No. Although some will say that they produce a little better when lit, many others have great production in the dark.


----------



## 31drew31 (Nov 14, 2010)

I've been culturing in the dark for the past month and haven't noticed any difference since the change from ambient room light. This was melanos.


----------



## whitethumb (Feb 5, 2011)

i've wondered the same


----------



## epiphytes etc. (Nov 22, 2010)

I have always cultured them in a dark cabinet


----------



## whitethumb (Feb 5, 2011)

i am culturing them underneath the dart cabinet with one of the doors left open. so far i haven't had any problems


----------



## jbherpin (Oct 16, 2009)

I leave my cultures out on a shelf. They are exposed to only the light the sun shines in through my glass doors. My cultures continue to produce for 1.5 +/- months. After about a month I stop using the culture unless there is a real need for flies. In short, no artificial lighting needed, nor heat beyond room temp.

JBear


----------



## Capybara (Oct 30, 2010)

I don't notice much difference due to lighting, however, when I keep mine in a incubator at 85F or so, they produce much faster.


----------



## DCreptiles (Jan 26, 2009)

i keep mine in almost complete darkness. i find they produce better in the dark. one time i left a freshly made culture next to my frog rack and all the casings were on one side of the container ( away from the light ) at that time i decided to move all my cultures to complete darkness and they produce much better. but i do also get good results in standard room lighting where i use to keep them on a smaller shelving system next to one of my racks.


----------



## yomamafat (Jun 16, 2010)

In my experience, heat and humidity are more important.


----------



## DartAsylum (Feb 17, 2011)

mine are kept in a closet and only get light when i go in there to get some for feeding. my production is always good


----------



## tim13 (Feb 1, 2011)

DartAsylum said:


> mine are kept in a closet and only get light when i go in there to get some for feeding. my production is always good


I do exactly the same. With the same results.


----------



## Brotherly Monkey (Jul 20, 2010)

DCreptiles said:


> i keep mine in almost complete darkness. i find they produce better in the dark. one time i left a freshly made culture next to my frog rack and all the casings were on one side of the container ( away from the light ) at that time i decided to move all my cultures to complete darkness and they produce much better. but i do also get good results in standard room lighting where i use to keep them on a smaller shelving system next to one of my racks.

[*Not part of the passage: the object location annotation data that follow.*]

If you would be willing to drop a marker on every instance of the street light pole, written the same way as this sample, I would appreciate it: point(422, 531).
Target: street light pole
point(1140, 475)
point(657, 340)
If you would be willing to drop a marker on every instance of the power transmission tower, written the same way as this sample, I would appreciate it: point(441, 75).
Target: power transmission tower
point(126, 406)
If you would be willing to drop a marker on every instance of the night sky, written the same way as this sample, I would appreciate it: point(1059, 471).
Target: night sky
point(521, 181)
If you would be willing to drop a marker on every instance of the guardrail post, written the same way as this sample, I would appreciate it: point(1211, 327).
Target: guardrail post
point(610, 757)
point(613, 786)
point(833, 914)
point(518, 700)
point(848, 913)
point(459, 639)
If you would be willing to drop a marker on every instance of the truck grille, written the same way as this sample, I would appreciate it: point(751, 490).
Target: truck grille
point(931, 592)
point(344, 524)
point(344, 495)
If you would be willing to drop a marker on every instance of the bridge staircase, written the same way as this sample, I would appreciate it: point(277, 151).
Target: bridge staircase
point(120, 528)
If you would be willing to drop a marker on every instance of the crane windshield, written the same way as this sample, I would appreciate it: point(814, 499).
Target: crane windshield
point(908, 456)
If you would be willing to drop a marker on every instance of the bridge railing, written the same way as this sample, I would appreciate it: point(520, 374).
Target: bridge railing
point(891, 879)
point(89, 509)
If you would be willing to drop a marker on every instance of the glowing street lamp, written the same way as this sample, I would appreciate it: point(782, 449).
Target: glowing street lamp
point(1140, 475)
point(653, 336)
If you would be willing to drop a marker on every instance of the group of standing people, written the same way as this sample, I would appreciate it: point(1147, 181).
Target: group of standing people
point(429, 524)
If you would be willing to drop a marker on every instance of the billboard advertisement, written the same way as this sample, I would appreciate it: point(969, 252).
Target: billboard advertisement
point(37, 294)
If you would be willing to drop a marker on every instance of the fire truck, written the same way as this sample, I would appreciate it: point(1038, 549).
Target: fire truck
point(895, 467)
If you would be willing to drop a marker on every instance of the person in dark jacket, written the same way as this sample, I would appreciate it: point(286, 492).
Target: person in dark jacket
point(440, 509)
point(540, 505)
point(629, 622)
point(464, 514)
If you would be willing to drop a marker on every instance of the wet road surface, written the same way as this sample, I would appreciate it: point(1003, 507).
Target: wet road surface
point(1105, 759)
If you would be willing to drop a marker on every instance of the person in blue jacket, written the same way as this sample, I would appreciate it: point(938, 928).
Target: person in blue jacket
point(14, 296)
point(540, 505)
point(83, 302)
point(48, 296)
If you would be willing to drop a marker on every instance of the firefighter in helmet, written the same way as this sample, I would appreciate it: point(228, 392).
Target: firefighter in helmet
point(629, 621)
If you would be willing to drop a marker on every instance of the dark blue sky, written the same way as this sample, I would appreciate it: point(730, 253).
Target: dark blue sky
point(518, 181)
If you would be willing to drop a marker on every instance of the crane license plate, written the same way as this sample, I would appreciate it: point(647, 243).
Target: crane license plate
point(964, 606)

I actually noticed this myself, a few times since I had to move my cultures to a cooler place (used to be in the same room as the heating system), but never considered light being the cause. But sure enough, checking some newer cultures, the side away from the light is the one covered in pupa


----------



## DJboston (Oct 25, 2008)

According to Ed, fruit flies can produce retinol stored in their eyes from exposure to sunlight. Great source of Vitamin A which is a deficiency many frogs will have if not using the right vitamins.

I keep in a few different locations to avoid a mite crash. Some have very little light and others are totally dark.


----------



## Dragonfly (Dec 5, 2007)

I go with needing light for vitamin a. Covering with a compete sealed lid and putting the culture in the dark for about 8 hrs. is a great way to draw up larva to harvest for feeding larva. Just an FYI how to get your frogs a nice treat.


----------